Astronomers have already shifted to a more passive role, said astronomer Joshua Bloom of the University of California, Berkeley. Ever since digital photography came on the astronomical scene a few decades ago, they've been spending less time gazing at the heavens and more time combing through databases, he added.
And that trend is only going to accelerate, as more advanced telescopes haul in ever-increasing mountains of data.
The future lies in training computers to recognize when a telescope has picked up something new and interesting, Bloom said during an Oct. 4 lecture here at the California Academy of Sciences.
"The data rates are going to preclude human involvement," he said. "There's just too much of the stuff."
Changing how we observe the sky
For hundreds of years, Bloom said, the most difficult and time-consuming part of astronomy was "discovery" finding new cosmic phenomena.

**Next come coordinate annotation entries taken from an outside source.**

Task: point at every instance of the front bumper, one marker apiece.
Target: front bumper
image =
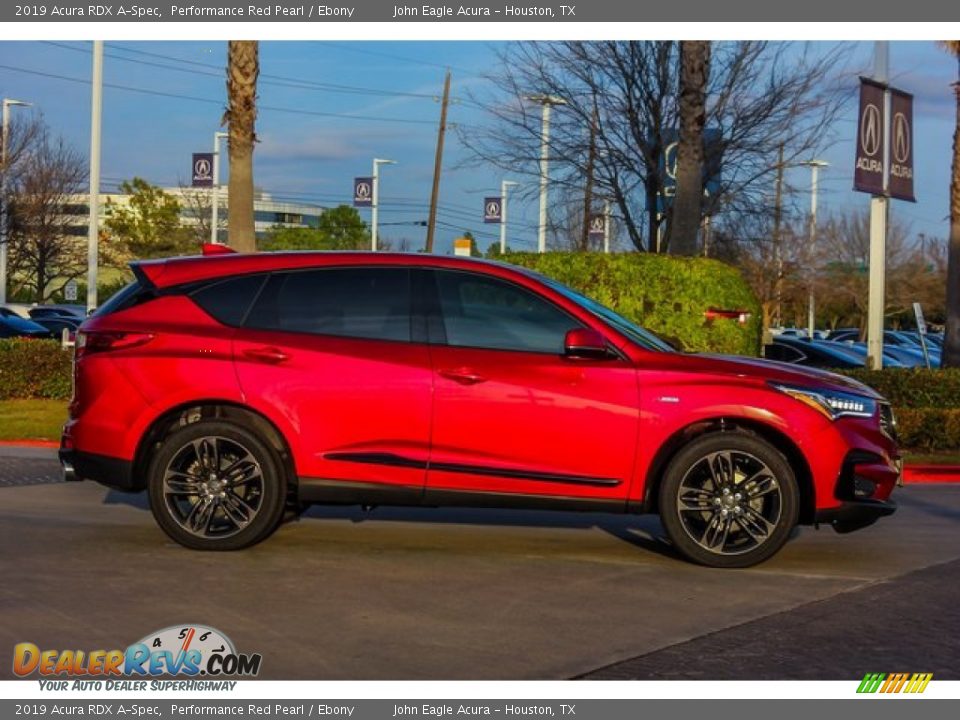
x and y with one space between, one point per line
855 514
113 472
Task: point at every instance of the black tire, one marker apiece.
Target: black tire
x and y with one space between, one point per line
216 485
729 500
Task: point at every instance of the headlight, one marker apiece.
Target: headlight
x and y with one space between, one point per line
832 403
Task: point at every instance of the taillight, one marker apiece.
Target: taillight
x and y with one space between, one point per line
94 342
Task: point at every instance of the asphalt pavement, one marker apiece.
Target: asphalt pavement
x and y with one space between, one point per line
481 594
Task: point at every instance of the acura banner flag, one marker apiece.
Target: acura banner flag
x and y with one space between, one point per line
868 175
901 146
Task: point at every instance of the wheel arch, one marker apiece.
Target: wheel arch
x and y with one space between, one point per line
772 435
198 410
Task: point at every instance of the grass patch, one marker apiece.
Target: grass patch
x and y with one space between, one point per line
32 419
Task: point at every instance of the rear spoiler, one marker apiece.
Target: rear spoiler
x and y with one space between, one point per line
216 249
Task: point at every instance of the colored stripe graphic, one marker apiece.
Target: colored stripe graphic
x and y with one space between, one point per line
894 682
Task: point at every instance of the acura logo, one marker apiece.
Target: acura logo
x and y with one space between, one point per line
202 168
901 138
870 130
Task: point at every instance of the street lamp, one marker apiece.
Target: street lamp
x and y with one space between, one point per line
7 104
503 214
546 102
814 166
215 200
374 205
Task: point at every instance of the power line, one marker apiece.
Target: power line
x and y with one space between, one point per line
209 101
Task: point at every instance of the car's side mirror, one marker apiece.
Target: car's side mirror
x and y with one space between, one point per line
585 343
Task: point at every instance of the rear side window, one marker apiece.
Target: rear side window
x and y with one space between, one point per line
485 312
371 303
228 300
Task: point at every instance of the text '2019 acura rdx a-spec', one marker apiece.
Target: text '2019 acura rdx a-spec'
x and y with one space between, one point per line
234 388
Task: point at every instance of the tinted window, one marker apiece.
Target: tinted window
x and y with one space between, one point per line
485 312
351 302
228 300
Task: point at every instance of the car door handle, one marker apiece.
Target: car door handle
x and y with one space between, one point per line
270 355
464 376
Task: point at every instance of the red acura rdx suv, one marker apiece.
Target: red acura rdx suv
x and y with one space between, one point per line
237 388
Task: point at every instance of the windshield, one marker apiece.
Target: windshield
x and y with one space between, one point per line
641 336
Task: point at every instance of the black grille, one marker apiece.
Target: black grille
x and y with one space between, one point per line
888 423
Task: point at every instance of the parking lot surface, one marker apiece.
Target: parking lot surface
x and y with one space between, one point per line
471 594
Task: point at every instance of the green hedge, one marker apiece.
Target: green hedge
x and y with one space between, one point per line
34 369
669 295
926 402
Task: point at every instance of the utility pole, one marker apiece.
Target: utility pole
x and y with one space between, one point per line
588 189
778 240
438 163
814 166
7 104
375 201
879 206
546 102
606 226
504 184
215 200
93 226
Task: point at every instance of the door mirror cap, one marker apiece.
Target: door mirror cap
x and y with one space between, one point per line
585 342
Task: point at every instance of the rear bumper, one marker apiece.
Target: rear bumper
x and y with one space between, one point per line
854 515
110 471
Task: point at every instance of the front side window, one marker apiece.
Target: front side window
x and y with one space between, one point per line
484 312
371 303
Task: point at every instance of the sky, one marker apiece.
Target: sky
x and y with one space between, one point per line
328 108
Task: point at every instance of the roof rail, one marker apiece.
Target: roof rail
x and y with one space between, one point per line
216 249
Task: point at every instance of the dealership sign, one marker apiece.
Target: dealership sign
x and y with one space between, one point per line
363 192
202 171
884 157
492 210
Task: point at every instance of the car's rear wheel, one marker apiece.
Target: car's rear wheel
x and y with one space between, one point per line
216 485
729 500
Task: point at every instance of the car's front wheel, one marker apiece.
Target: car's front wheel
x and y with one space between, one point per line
215 485
729 500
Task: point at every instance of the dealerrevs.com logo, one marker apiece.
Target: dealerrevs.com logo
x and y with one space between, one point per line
894 682
179 650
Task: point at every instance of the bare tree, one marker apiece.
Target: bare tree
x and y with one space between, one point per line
759 95
243 69
43 243
686 211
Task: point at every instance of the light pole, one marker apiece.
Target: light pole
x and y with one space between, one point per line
215 200
7 104
814 166
503 214
93 224
374 205
546 102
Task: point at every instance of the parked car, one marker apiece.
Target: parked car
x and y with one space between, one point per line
817 354
13 326
56 325
234 388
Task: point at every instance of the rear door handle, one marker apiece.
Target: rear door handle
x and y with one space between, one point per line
269 355
464 376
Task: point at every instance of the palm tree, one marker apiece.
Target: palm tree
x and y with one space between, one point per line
243 68
951 354
694 75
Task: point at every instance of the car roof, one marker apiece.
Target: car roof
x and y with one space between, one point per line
180 270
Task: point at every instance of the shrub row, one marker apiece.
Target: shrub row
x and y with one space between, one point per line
34 369
666 294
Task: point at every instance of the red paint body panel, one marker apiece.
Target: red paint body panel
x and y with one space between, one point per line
440 411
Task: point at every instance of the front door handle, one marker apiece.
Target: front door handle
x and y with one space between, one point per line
464 376
268 354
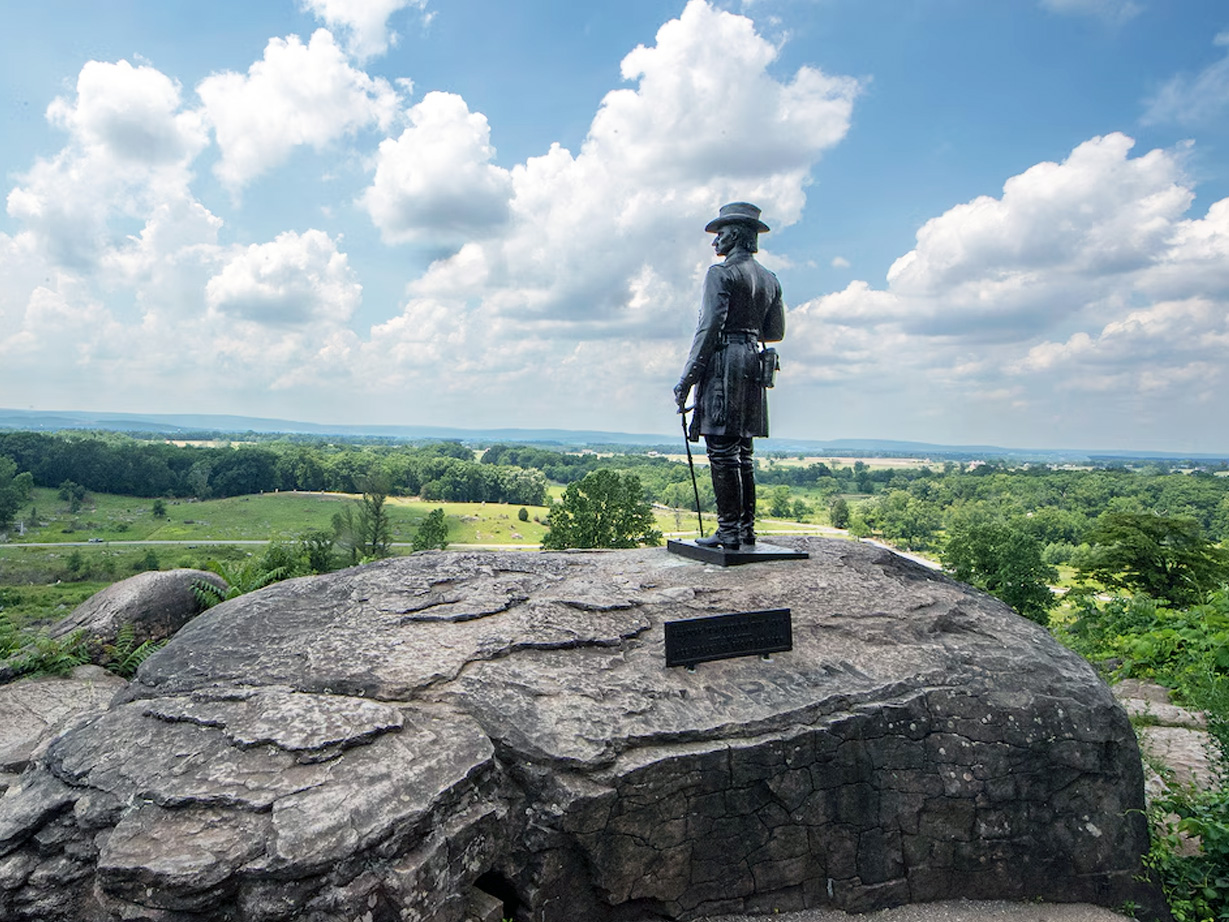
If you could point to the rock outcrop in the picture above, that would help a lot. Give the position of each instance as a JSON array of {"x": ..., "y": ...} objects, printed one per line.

In the past, astronomers could only gather so much data. They looked through small, crude telescopes and scribbled notes, like Galileo. Or, like the skywatchers of the early 20th century, they pored over photographic plates that captured what telescopes saw.
But that began to change in the mid-1980s with the rise of digital photography. Astronomers gained the ability to gather and store huge piles of data. These piles continue to grow as telescopes get more advanced, more autonomous and more sensitive, Bloom said.

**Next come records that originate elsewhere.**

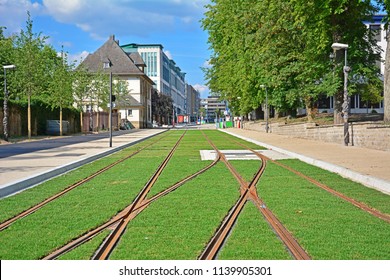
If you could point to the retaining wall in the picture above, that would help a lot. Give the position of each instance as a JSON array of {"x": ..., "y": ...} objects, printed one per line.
[{"x": 373, "y": 135}]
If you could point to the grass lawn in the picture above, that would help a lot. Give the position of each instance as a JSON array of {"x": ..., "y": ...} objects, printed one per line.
[
  {"x": 326, "y": 226},
  {"x": 13, "y": 205},
  {"x": 178, "y": 226},
  {"x": 253, "y": 239}
]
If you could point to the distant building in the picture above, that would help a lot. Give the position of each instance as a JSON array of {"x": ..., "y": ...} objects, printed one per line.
[
  {"x": 357, "y": 105},
  {"x": 166, "y": 75},
  {"x": 136, "y": 107},
  {"x": 192, "y": 102},
  {"x": 211, "y": 106}
]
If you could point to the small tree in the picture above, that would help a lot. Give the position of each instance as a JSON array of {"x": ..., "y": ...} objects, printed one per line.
[
  {"x": 60, "y": 91},
  {"x": 82, "y": 82},
  {"x": 29, "y": 59}
]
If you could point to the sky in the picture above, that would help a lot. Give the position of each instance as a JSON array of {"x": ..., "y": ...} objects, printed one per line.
[{"x": 82, "y": 26}]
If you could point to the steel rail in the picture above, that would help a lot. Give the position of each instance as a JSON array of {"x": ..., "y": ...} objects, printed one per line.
[
  {"x": 108, "y": 245},
  {"x": 88, "y": 236},
  {"x": 213, "y": 247},
  {"x": 216, "y": 242},
  {"x": 360, "y": 205},
  {"x": 38, "y": 206}
]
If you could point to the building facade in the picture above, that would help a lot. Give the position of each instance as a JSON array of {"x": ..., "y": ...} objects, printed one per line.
[
  {"x": 192, "y": 103},
  {"x": 211, "y": 106},
  {"x": 163, "y": 71},
  {"x": 357, "y": 105},
  {"x": 135, "y": 107}
]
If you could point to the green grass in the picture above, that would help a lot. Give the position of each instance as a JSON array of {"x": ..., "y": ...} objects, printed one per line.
[
  {"x": 178, "y": 226},
  {"x": 371, "y": 197},
  {"x": 253, "y": 239},
  {"x": 13, "y": 205},
  {"x": 174, "y": 226},
  {"x": 326, "y": 226},
  {"x": 185, "y": 161},
  {"x": 246, "y": 168},
  {"x": 83, "y": 208},
  {"x": 86, "y": 250}
]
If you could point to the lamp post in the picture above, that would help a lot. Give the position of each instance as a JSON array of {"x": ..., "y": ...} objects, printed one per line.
[
  {"x": 345, "y": 110},
  {"x": 266, "y": 108},
  {"x": 110, "y": 119},
  {"x": 5, "y": 107}
]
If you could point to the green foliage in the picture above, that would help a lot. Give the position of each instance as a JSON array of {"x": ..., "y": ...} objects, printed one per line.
[{"x": 285, "y": 45}]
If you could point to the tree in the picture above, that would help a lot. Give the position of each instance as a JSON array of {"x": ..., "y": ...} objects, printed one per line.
[
  {"x": 60, "y": 86},
  {"x": 284, "y": 45},
  {"x": 82, "y": 81},
  {"x": 99, "y": 92},
  {"x": 30, "y": 80},
  {"x": 385, "y": 5},
  {"x": 6, "y": 58}
]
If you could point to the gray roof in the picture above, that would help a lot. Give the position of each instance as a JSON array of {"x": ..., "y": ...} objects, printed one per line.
[
  {"x": 111, "y": 52},
  {"x": 131, "y": 102},
  {"x": 137, "y": 59}
]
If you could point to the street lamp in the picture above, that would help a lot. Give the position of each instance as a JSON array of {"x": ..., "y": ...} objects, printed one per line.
[
  {"x": 345, "y": 110},
  {"x": 110, "y": 117},
  {"x": 5, "y": 108},
  {"x": 266, "y": 108}
]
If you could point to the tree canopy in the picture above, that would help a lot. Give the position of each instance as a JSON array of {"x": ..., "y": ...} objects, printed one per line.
[{"x": 285, "y": 46}]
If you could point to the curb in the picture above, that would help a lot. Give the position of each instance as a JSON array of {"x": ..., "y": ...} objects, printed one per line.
[
  {"x": 29, "y": 182},
  {"x": 368, "y": 181}
]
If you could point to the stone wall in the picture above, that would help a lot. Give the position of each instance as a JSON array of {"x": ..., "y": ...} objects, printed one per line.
[{"x": 373, "y": 135}]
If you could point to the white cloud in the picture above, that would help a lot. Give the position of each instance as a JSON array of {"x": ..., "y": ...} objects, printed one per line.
[
  {"x": 207, "y": 64},
  {"x": 77, "y": 57},
  {"x": 14, "y": 14},
  {"x": 100, "y": 18},
  {"x": 168, "y": 53},
  {"x": 202, "y": 89}
]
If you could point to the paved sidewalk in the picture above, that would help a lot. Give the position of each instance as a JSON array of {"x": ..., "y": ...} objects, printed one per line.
[
  {"x": 366, "y": 166},
  {"x": 25, "y": 169}
]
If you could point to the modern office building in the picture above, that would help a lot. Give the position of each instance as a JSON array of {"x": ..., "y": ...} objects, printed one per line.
[
  {"x": 211, "y": 106},
  {"x": 192, "y": 103},
  {"x": 163, "y": 71},
  {"x": 357, "y": 105}
]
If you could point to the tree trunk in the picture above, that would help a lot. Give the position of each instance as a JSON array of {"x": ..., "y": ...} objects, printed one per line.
[
  {"x": 29, "y": 116},
  {"x": 386, "y": 94},
  {"x": 61, "y": 121},
  {"x": 81, "y": 120}
]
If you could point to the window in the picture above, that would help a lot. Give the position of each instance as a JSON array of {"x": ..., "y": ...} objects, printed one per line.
[{"x": 376, "y": 32}]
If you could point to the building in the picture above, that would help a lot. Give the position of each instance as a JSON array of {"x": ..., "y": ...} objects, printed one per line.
[
  {"x": 357, "y": 105},
  {"x": 136, "y": 106},
  {"x": 163, "y": 71},
  {"x": 192, "y": 103},
  {"x": 211, "y": 106}
]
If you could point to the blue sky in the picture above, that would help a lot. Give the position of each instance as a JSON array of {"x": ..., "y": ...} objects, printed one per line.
[{"x": 82, "y": 26}]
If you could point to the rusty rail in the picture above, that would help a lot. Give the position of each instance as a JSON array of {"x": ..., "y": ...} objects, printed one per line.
[
  {"x": 108, "y": 245},
  {"x": 213, "y": 247},
  {"x": 88, "y": 236},
  {"x": 33, "y": 209}
]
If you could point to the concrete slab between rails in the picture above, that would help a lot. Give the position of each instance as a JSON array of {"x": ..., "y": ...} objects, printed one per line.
[
  {"x": 31, "y": 181},
  {"x": 242, "y": 154},
  {"x": 368, "y": 181}
]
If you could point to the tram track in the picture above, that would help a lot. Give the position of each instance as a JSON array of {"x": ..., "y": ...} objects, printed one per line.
[
  {"x": 132, "y": 211},
  {"x": 360, "y": 205},
  {"x": 249, "y": 192},
  {"x": 52, "y": 198}
]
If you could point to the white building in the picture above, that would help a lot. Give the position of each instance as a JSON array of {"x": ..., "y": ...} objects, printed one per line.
[
  {"x": 167, "y": 76},
  {"x": 135, "y": 107}
]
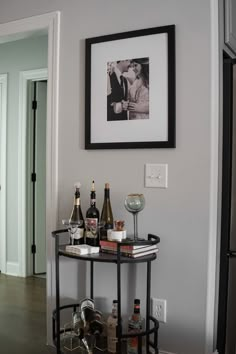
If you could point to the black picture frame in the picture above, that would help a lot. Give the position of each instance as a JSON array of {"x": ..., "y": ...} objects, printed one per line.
[{"x": 158, "y": 44}]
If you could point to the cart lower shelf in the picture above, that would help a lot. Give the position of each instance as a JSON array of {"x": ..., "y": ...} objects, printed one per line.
[{"x": 72, "y": 344}]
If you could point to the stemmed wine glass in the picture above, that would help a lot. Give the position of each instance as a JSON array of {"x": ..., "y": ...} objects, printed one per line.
[{"x": 134, "y": 203}]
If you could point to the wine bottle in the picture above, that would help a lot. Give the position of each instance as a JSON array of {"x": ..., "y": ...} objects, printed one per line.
[
  {"x": 77, "y": 232},
  {"x": 134, "y": 326},
  {"x": 106, "y": 216},
  {"x": 112, "y": 322},
  {"x": 92, "y": 219}
]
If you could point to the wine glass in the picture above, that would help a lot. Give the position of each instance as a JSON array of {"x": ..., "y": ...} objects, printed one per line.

As a result, the role of the astronomer has changed. The bottleneck is shifting from "discovery" to data management there is no shortage of intriguing, possibly new phenomena being discovered, but astronomers must find a way to follow up on each potentially interesting observation.
1.5 million new observations every night
As an example, Bloom discussed his own work with the Palomar Transient Factory, a project that's mapping the sky using a telescope at the Palomar Observatory in southern California.

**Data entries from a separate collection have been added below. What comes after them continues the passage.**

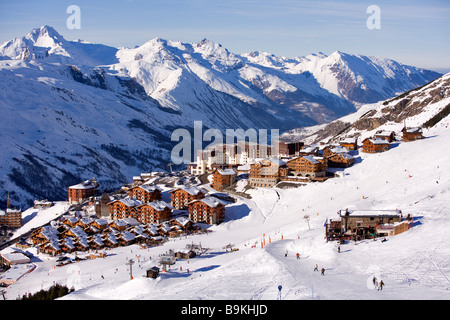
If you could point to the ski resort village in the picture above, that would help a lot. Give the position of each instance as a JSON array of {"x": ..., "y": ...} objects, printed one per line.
[
  {"x": 352, "y": 217},
  {"x": 350, "y": 200}
]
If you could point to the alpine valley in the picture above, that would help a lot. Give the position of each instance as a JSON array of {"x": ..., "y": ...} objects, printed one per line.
[{"x": 72, "y": 110}]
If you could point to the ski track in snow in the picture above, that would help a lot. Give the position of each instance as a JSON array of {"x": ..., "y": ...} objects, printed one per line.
[{"x": 413, "y": 265}]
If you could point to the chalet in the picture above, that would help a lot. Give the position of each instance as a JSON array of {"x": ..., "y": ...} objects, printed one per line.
[
  {"x": 309, "y": 151},
  {"x": 124, "y": 208},
  {"x": 100, "y": 224},
  {"x": 183, "y": 222},
  {"x": 118, "y": 225},
  {"x": 95, "y": 242},
  {"x": 11, "y": 218},
  {"x": 375, "y": 145},
  {"x": 338, "y": 157},
  {"x": 81, "y": 192},
  {"x": 67, "y": 245},
  {"x": 153, "y": 272},
  {"x": 125, "y": 238},
  {"x": 180, "y": 197},
  {"x": 83, "y": 223},
  {"x": 154, "y": 212},
  {"x": 349, "y": 143},
  {"x": 389, "y": 136},
  {"x": 340, "y": 160},
  {"x": 209, "y": 210},
  {"x": 289, "y": 148},
  {"x": 51, "y": 248},
  {"x": 308, "y": 166},
  {"x": 411, "y": 134},
  {"x": 267, "y": 172},
  {"x": 42, "y": 204},
  {"x": 110, "y": 240},
  {"x": 44, "y": 234},
  {"x": 333, "y": 149},
  {"x": 101, "y": 206},
  {"x": 72, "y": 221},
  {"x": 11, "y": 257},
  {"x": 145, "y": 193},
  {"x": 364, "y": 222},
  {"x": 223, "y": 178}
]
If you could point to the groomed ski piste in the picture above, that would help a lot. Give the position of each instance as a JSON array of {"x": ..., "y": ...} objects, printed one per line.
[{"x": 413, "y": 177}]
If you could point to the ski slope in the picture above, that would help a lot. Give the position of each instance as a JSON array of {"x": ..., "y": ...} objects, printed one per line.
[{"x": 413, "y": 177}]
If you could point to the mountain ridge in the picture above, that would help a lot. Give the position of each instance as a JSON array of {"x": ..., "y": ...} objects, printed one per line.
[{"x": 73, "y": 110}]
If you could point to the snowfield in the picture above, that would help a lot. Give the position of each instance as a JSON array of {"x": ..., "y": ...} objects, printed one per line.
[{"x": 413, "y": 177}]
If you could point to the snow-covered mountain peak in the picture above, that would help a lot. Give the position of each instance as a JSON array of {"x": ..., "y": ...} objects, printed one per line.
[
  {"x": 45, "y": 36},
  {"x": 47, "y": 45}
]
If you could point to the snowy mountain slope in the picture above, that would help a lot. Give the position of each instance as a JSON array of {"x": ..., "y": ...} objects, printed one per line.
[
  {"x": 74, "y": 110},
  {"x": 412, "y": 108},
  {"x": 413, "y": 265}
]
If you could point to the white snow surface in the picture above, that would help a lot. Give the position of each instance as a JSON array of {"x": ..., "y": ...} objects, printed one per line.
[{"x": 413, "y": 177}]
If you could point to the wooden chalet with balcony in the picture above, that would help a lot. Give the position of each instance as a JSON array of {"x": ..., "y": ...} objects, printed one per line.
[
  {"x": 209, "y": 210},
  {"x": 180, "y": 197},
  {"x": 389, "y": 136},
  {"x": 124, "y": 208},
  {"x": 411, "y": 134},
  {"x": 83, "y": 191},
  {"x": 338, "y": 157},
  {"x": 154, "y": 212},
  {"x": 349, "y": 143},
  {"x": 223, "y": 178},
  {"x": 145, "y": 193},
  {"x": 267, "y": 172},
  {"x": 308, "y": 166}
]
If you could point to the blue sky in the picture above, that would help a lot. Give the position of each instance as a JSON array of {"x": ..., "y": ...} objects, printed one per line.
[{"x": 412, "y": 32}]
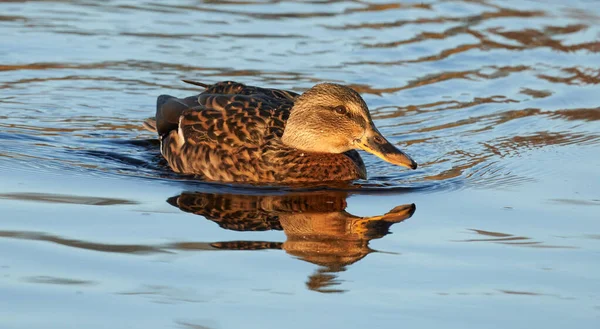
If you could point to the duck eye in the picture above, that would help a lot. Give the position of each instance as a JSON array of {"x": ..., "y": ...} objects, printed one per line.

Every night, Bloom said, this one telescope picks up 1.5 million candidate transients fleeting astronomical phenomena in the sky. Ten thousand or so of these are bona fide objects, and about 10 turn out to be new. Finding a few needles in a giant haystack night after night is a relatively new challenge for astronomers, Bloom said.
"How do we go through and just find new things?" he said. "This gets into very interesting realms of computer science and statistics."
Bloom and his colleagues have developed intelligent algorithms to do the job. Using a pool of 30 or so experts, they created baseline "good images" of actual transients to train the computers. The algorithms work off these baseline criteria as they crawl through the data pile every night.
"This has allowed us to drill down into the data in a new way," Bloom said.
Other researchers are taking a similar machine-learning tack. Astronomers in the United Kingdom developed algorithms that can classify galaxies as spiral or elliptical, for instance by using Galaxy Zoo judgments as a guide.
Galaxy Zoo is an online project that enlists the public to classify millions of galaxies imaged by the Hubble Space Telescope. So far, more than 250,000 people have taken part.
Bloom said he and his team are confident in their algorithms' ability to handle the Palomar Transient Factory's nightly data deluge. But such machine-learning efforts are just a prelude to what will be necessary in the near future, when even more powerful instruments come online.
Bloom cited the Large Synoptic Survey Telescope, which should start scanning the sky from atop a Chilean mountain in 2018 or so.
The LSST will collect one gigabyte of data every two seconds, Bloom said. It has the potential to spot one million supernovae and 10 million asteroids every year, in addition to all sorts of other, more spectacular phenomena.
For example, the instrument could pick up evidence of colliding neutron stars, which would likely give astronomers the first direct confirmation of the existence of ripples in space-time called gravitational waves, Bloom said. It could also help researchers better understand mysterious dark matter and dark energy.
The challenge will be for astronomers to sift through and follow up on the instrument's observations. Researchers are just now figuring out how they might be able to tackle such a job, according to Bloom.
"We're now in a very fun stage in this process," he said. "We're playing around with data, seeing which algorithms give us the best description of the data."
Over the long haul, universities and colleges need to train future astronomers more fully in computer science and data management, Bloom said. And in the short term, astronomers should team up with computer scientists. Bloom's team has opened a dialogue with Google, for example, in the hope of learning from the company's search expertise.
While computer scientists have migrated into other fields that have experienced data deluges recently such as molecular biology Bloom said that movement hasn't happened on a large scale in astronomy yet.
But he's confident that astronomers will gain the knowledge through training and collaboration to handle the huge streams of data that have already begun pouring down on them. And it's important to remember that having too much data is a good problem to have.
"It's a very good thing," Bloom said. "It's just new to astronomers. We're not used to it."